Dozens of female prisoners still inside al-Qanater prison are on hunger strike in protest of the continued attacks and violations of their rights. There has been no real action from the government or oversight bodies to investigate what they were exposed to and to provide legal protection for them until the end of the investigation process.
The Bint al-Thawra (Girl of the Revolution) Facebook page has documented daily violations suffered by the women on hunger strike in Egyptian prisons. The page launched the hashtag campaigns #ReleaseEgyptsGirls and #FreeWomenOnHungerStrike to denounce the practices of the security institutions against the female detainees.
Al-Monitor spoke with Mohammed al-Sarifi, the brother of Karima al-Sarifi, who is being held in al-Qanater prison. He said, "Karima has been on a complete hunger strike for 18 days now, and during our last visit she was experiencing a nervous breakdown and refused to meet us."
"When we visited her after the beatings and collective abuse Karima suffered, along with a number of female detainees in the 'military' ward of al-Qanater prison, her clothes were shredded and there were swellings and bruises on different parts of her body. She refused to take any food and said she was on hunger strike," he added.
"A week after this incident, Karima told us what happened. Female detainees being held on criminal charges had their clothing ripped up and were forced to wear white transparent detainee clothing. They then beat and dragged them and cursed at them," he said.
One of the detained girls, in a written message that was smuggled out of the prison during a visit with her mother, wrote, "None of the human rights organizations have visited us, and the prison administration did not sign off on a medical examination for us, following repeated attacks on us. They only conducted pregnancy tests."

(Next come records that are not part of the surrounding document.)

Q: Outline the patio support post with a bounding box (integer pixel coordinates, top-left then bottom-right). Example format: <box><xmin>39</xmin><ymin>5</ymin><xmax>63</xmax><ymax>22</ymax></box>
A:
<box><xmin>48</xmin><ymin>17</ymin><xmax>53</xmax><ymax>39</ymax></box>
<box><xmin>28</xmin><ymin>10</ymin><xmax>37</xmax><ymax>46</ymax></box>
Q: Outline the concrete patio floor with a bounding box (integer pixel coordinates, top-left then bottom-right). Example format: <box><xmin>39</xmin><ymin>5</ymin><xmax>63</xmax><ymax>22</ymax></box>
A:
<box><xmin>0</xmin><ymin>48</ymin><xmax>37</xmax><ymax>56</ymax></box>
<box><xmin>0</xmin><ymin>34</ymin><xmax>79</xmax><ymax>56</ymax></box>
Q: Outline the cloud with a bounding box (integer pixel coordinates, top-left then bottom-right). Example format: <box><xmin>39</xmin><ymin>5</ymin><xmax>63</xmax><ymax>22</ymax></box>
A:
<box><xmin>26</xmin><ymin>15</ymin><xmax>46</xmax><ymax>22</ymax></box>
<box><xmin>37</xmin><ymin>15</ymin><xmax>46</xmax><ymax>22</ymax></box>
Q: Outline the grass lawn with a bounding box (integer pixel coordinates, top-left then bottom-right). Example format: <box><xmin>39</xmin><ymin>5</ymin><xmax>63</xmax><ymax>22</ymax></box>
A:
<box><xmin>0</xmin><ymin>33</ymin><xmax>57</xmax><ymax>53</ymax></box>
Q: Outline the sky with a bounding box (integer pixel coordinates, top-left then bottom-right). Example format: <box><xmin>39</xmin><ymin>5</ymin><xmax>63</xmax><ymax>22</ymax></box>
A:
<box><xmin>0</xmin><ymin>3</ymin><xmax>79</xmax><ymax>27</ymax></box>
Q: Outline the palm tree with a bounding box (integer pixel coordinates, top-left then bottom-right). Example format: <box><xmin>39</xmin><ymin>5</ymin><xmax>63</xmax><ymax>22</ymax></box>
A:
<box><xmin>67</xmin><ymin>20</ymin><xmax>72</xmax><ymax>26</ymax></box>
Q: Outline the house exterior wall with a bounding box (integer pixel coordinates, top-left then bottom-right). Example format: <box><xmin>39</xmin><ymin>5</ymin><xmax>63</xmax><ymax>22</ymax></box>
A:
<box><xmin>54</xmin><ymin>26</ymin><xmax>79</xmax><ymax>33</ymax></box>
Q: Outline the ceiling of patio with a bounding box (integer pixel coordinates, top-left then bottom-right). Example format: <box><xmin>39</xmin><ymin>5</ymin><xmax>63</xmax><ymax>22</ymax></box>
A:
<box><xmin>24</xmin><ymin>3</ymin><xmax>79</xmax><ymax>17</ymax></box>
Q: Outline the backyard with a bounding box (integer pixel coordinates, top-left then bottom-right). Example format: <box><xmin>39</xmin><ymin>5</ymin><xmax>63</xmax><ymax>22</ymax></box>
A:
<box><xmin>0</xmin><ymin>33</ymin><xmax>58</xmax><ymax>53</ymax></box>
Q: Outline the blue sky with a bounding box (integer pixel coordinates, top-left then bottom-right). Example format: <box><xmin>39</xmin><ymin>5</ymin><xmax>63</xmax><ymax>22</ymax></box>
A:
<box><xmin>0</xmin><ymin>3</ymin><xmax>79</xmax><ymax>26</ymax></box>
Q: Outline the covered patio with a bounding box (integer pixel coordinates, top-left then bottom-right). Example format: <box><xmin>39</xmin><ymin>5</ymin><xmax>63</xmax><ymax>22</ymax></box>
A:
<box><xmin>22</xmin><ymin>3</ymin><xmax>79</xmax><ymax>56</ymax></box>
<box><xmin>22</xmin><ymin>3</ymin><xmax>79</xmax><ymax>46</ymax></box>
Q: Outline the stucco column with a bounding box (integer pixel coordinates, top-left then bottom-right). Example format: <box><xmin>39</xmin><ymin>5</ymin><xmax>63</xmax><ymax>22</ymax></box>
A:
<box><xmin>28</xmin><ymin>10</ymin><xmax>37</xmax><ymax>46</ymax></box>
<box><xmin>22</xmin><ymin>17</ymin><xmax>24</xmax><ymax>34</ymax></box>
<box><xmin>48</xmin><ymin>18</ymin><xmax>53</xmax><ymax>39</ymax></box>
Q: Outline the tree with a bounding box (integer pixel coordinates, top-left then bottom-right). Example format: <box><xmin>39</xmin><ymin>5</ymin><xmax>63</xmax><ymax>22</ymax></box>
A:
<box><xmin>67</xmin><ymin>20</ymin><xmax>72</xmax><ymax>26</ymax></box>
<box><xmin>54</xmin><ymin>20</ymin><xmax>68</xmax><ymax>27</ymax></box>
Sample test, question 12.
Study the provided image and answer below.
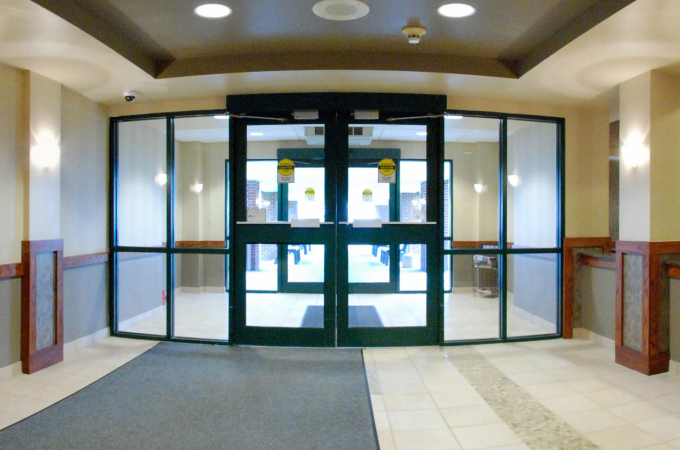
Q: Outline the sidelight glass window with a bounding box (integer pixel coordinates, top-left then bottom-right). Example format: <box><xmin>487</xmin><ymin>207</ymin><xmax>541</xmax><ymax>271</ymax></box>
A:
<box><xmin>116</xmin><ymin>119</ymin><xmax>168</xmax><ymax>247</ymax></box>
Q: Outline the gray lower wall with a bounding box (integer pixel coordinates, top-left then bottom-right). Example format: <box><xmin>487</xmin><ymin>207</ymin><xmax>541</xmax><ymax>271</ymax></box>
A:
<box><xmin>118</xmin><ymin>255</ymin><xmax>167</xmax><ymax>323</ymax></box>
<box><xmin>670</xmin><ymin>279</ymin><xmax>680</xmax><ymax>361</ymax></box>
<box><xmin>64</xmin><ymin>264</ymin><xmax>109</xmax><ymax>342</ymax></box>
<box><xmin>508</xmin><ymin>254</ymin><xmax>558</xmax><ymax>323</ymax></box>
<box><xmin>453</xmin><ymin>255</ymin><xmax>474</xmax><ymax>292</ymax></box>
<box><xmin>0</xmin><ymin>278</ymin><xmax>21</xmax><ymax>368</ymax></box>
<box><xmin>574</xmin><ymin>266</ymin><xmax>616</xmax><ymax>339</ymax></box>
<box><xmin>175</xmin><ymin>253</ymin><xmax>225</xmax><ymax>288</ymax></box>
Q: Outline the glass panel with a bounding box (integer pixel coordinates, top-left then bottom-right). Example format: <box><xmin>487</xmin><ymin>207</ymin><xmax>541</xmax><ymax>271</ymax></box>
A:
<box><xmin>444</xmin><ymin>116</ymin><xmax>500</xmax><ymax>248</ymax></box>
<box><xmin>116</xmin><ymin>253</ymin><xmax>167</xmax><ymax>336</ymax></box>
<box><xmin>35</xmin><ymin>252</ymin><xmax>56</xmax><ymax>351</ymax></box>
<box><xmin>116</xmin><ymin>119</ymin><xmax>168</xmax><ymax>247</ymax></box>
<box><xmin>508</xmin><ymin>253</ymin><xmax>560</xmax><ymax>337</ymax></box>
<box><xmin>174</xmin><ymin>253</ymin><xmax>229</xmax><ymax>341</ymax></box>
<box><xmin>175</xmin><ymin>116</ymin><xmax>229</xmax><ymax>248</ymax></box>
<box><xmin>444</xmin><ymin>255</ymin><xmax>453</xmax><ymax>292</ymax></box>
<box><xmin>444</xmin><ymin>255</ymin><xmax>500</xmax><ymax>341</ymax></box>
<box><xmin>347</xmin><ymin>124</ymin><xmax>427</xmax><ymax>223</ymax></box>
<box><xmin>399</xmin><ymin>161</ymin><xmax>427</xmax><ymax>222</ymax></box>
<box><xmin>347</xmin><ymin>167</ymin><xmax>390</xmax><ymax>223</ymax></box>
<box><xmin>245</xmin><ymin>244</ymin><xmax>279</xmax><ymax>291</ymax></box>
<box><xmin>246</xmin><ymin>161</ymin><xmax>279</xmax><ymax>222</ymax></box>
<box><xmin>246</xmin><ymin>124</ymin><xmax>326</xmax><ymax>222</ymax></box>
<box><xmin>399</xmin><ymin>244</ymin><xmax>427</xmax><ymax>292</ymax></box>
<box><xmin>347</xmin><ymin>244</ymin><xmax>390</xmax><ymax>283</ymax></box>
<box><xmin>444</xmin><ymin>161</ymin><xmax>452</xmax><ymax>237</ymax></box>
<box><xmin>348</xmin><ymin>294</ymin><xmax>427</xmax><ymax>328</ymax></box>
<box><xmin>288</xmin><ymin>244</ymin><xmax>325</xmax><ymax>283</ymax></box>
<box><xmin>508</xmin><ymin>120</ymin><xmax>558</xmax><ymax>248</ymax></box>
<box><xmin>287</xmin><ymin>167</ymin><xmax>326</xmax><ymax>222</ymax></box>
<box><xmin>246</xmin><ymin>244</ymin><xmax>325</xmax><ymax>328</ymax></box>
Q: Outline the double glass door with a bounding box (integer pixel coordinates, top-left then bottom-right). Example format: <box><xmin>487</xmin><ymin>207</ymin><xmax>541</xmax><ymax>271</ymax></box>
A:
<box><xmin>231</xmin><ymin>107</ymin><xmax>443</xmax><ymax>346</ymax></box>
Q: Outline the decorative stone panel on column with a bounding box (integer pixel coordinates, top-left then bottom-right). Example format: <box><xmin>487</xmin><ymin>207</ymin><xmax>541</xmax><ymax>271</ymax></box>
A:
<box><xmin>616</xmin><ymin>241</ymin><xmax>680</xmax><ymax>375</ymax></box>
<box><xmin>21</xmin><ymin>239</ymin><xmax>64</xmax><ymax>374</ymax></box>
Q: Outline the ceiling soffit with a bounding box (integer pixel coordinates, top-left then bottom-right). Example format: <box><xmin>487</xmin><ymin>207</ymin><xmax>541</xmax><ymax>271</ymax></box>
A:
<box><xmin>32</xmin><ymin>0</ymin><xmax>633</xmax><ymax>78</ymax></box>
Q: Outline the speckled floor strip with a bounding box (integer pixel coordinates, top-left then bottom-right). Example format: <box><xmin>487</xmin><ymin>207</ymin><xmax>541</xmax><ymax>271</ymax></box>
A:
<box><xmin>445</xmin><ymin>347</ymin><xmax>599</xmax><ymax>450</ymax></box>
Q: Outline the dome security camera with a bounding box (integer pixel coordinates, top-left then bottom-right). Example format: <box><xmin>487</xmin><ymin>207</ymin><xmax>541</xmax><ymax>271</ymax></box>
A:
<box><xmin>123</xmin><ymin>91</ymin><xmax>139</xmax><ymax>103</ymax></box>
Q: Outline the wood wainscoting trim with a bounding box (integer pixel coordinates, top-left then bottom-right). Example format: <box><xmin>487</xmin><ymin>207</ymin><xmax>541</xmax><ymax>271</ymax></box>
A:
<box><xmin>614</xmin><ymin>346</ymin><xmax>671</xmax><ymax>375</ymax></box>
<box><xmin>578</xmin><ymin>253</ymin><xmax>616</xmax><ymax>270</ymax></box>
<box><xmin>668</xmin><ymin>264</ymin><xmax>680</xmax><ymax>278</ymax></box>
<box><xmin>64</xmin><ymin>252</ymin><xmax>109</xmax><ymax>269</ymax></box>
<box><xmin>21</xmin><ymin>239</ymin><xmax>64</xmax><ymax>374</ymax></box>
<box><xmin>562</xmin><ymin>237</ymin><xmax>612</xmax><ymax>339</ymax></box>
<box><xmin>175</xmin><ymin>241</ymin><xmax>227</xmax><ymax>248</ymax></box>
<box><xmin>0</xmin><ymin>263</ymin><xmax>24</xmax><ymax>280</ymax></box>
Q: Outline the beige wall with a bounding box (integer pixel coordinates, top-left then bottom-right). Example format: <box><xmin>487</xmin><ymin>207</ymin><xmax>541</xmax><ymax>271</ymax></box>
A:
<box><xmin>619</xmin><ymin>72</ymin><xmax>651</xmax><ymax>241</ymax></box>
<box><xmin>0</xmin><ymin>65</ymin><xmax>25</xmax><ymax>264</ymax></box>
<box><xmin>61</xmin><ymin>88</ymin><xmax>109</xmax><ymax>256</ymax></box>
<box><xmin>650</xmin><ymin>71</ymin><xmax>680</xmax><ymax>241</ymax></box>
<box><xmin>24</xmin><ymin>72</ymin><xmax>61</xmax><ymax>240</ymax></box>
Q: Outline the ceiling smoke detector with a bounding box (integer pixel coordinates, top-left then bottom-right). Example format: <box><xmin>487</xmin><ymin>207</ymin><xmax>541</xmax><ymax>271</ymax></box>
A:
<box><xmin>401</xmin><ymin>25</ymin><xmax>427</xmax><ymax>44</ymax></box>
<box><xmin>312</xmin><ymin>0</ymin><xmax>369</xmax><ymax>20</ymax></box>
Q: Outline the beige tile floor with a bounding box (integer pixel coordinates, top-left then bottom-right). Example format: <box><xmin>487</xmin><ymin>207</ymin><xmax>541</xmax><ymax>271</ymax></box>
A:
<box><xmin>0</xmin><ymin>337</ymin><xmax>680</xmax><ymax>450</ymax></box>
<box><xmin>0</xmin><ymin>337</ymin><xmax>157</xmax><ymax>429</ymax></box>
<box><xmin>364</xmin><ymin>339</ymin><xmax>680</xmax><ymax>450</ymax></box>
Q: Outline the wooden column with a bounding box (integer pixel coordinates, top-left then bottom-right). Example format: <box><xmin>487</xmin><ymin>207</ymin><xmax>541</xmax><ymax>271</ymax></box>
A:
<box><xmin>616</xmin><ymin>241</ymin><xmax>680</xmax><ymax>375</ymax></box>
<box><xmin>562</xmin><ymin>237</ymin><xmax>612</xmax><ymax>339</ymax></box>
<box><xmin>21</xmin><ymin>239</ymin><xmax>64</xmax><ymax>374</ymax></box>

The girl, whose mother refused to name her for fear she would be harmed in prison, related, "During my arrest, I was subjected to severe beating, dragged on the floor and my hijab was removed by soldiers from the Central Security Services and some individuals wearing civilian clothing."
The letter, shown to Al-Monitor, went on, "I was arrested along with three others, and we were blindfolded and thrown into a transfer vehicle full of men who beat and cursed us until they placed us in the Central Security Camp. This was the most difficult stage, as they exerted all kinds of pressure on us — beginning with verbal abuse and reaching physical and sexual harassment — to force us to confess to things we did not do."
The spokesman for the Egyptian Interior Ministry, Maj. Gen. Hani Abdel-Latif, refused to speak about any violations against women in Egyptian prisons.
"These allegations are completely false," he told Al-Monitor. "The Egyptian Interior Ministry welcomes delegations from Egyptian organizations working in the field of human rights, allowing them to visit prisons and ensure that female prisoners are treated properly in accordance with the laws."
Abdel-Latif stressed, "There is no hunger strike among detainees pending trial," adding, "The Brotherhood group is trying to exploit the issue of these girls, but it’s nothing but allegations."
Ever since the security crackdown expanded against demonstrators and those suspected of belonging to the Muslim Brotherhood, all attempts by the families and friends of female detainees to advocate for them have failed. The complaints sent to Egyptian and international organizations have also not led to results. The Egyptian security agencies continue to fail to provide a safe climate and atmosphere for detained women during their pretrial detention.